Thanks! I will try those out! Right now I am just messing around wit h Unity in this app and trying to get it good for the peeps of TA I will get some peeps to test it out and things! Can I rely on you for more help?
I don't know any coding as of now. Next semester I'm taking a class where they're teaching some very basic coding, but I know how to use a lot of adobe software. Haha I'm a huge noob to programing. I want to learn about it though. But I know how to use fireworks and dreamweaver (well, kinda know how to use dreamweaver... Kinda complicated), so I can make some pretty good stuff in there. I don't know if stuff in adobe would be able to go into the app, but I could help a little with a site. I know navigation stuff.
If you want to help out SOOOOOOOO much... PM me... As to all fans... if you want the process of this app to be sped up. Please PM...
please no speeding up! unless you got a good team together don't speed up! take your time with it. make sure it's good.

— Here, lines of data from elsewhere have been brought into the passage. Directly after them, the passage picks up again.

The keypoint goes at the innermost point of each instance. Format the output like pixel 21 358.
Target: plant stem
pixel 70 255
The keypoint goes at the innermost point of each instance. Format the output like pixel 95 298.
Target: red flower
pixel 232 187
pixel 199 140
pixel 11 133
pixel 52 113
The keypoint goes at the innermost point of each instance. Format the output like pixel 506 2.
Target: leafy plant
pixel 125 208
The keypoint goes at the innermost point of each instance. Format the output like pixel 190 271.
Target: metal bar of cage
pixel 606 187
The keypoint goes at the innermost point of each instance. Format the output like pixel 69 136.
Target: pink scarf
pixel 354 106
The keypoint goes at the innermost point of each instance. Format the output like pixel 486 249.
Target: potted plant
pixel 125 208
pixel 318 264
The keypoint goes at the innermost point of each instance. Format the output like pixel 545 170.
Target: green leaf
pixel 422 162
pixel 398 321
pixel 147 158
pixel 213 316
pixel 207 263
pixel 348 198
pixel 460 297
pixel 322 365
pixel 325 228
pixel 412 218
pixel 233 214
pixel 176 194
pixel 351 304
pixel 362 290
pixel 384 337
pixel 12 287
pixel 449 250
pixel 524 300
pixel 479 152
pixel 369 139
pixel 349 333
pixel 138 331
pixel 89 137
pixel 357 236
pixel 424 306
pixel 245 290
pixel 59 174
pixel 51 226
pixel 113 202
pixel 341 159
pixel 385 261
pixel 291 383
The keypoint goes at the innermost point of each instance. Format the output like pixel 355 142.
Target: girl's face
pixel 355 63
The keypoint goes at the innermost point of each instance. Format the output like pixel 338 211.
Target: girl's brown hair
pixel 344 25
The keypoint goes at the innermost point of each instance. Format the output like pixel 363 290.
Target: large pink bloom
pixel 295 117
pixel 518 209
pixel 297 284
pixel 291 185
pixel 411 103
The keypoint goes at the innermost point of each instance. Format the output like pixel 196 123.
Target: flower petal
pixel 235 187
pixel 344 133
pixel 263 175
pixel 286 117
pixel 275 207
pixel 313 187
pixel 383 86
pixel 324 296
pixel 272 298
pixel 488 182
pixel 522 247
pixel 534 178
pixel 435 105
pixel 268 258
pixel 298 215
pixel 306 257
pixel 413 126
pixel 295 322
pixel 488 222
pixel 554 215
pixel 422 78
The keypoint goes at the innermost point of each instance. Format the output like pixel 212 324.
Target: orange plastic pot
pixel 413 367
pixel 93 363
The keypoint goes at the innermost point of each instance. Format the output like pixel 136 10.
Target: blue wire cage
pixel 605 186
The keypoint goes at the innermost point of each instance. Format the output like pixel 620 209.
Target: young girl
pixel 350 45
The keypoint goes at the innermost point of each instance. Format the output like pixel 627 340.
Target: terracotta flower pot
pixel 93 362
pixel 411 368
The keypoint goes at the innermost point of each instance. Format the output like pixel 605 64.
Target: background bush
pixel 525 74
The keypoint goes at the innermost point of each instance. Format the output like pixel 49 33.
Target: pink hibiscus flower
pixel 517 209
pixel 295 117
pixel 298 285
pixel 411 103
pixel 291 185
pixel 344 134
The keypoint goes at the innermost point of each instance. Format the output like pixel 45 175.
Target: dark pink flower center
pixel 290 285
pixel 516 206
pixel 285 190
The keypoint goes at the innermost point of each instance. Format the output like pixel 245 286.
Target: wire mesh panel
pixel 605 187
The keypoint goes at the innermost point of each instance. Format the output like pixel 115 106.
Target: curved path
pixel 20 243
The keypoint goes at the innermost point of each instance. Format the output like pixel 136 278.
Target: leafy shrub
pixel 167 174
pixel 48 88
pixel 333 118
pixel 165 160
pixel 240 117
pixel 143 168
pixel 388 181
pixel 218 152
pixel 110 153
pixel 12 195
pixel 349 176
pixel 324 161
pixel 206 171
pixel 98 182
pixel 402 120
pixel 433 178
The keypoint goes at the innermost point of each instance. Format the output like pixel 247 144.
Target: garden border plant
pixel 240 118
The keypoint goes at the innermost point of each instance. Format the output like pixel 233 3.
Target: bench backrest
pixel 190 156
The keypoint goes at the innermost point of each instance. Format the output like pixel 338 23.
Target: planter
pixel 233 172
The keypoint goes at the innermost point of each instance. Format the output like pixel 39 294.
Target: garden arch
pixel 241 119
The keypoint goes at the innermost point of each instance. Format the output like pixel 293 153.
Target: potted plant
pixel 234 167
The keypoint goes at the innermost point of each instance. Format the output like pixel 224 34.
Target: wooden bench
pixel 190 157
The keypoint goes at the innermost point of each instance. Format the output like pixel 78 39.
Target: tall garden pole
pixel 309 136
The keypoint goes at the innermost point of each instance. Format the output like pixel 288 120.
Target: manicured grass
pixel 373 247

Although the poster is a valued member of TouchArcade doesn't mean the game will be good. Many developers with far more experience, ie EA do 'bad' games to you lot, so with someone with such a small budget and no experience...well, I'm not saying the game will be bad, just you're putting way too much expectancy on him and when he's starting with a 3D (!) game, just see what happens, buy it, give support...just don't put too much pressure. Now at Bronson. If you can't code you're not really developing the game yourself. I'd set up a team, make a group and get positions set up. You could be the creative manager for example while you can have artists, programmers etc.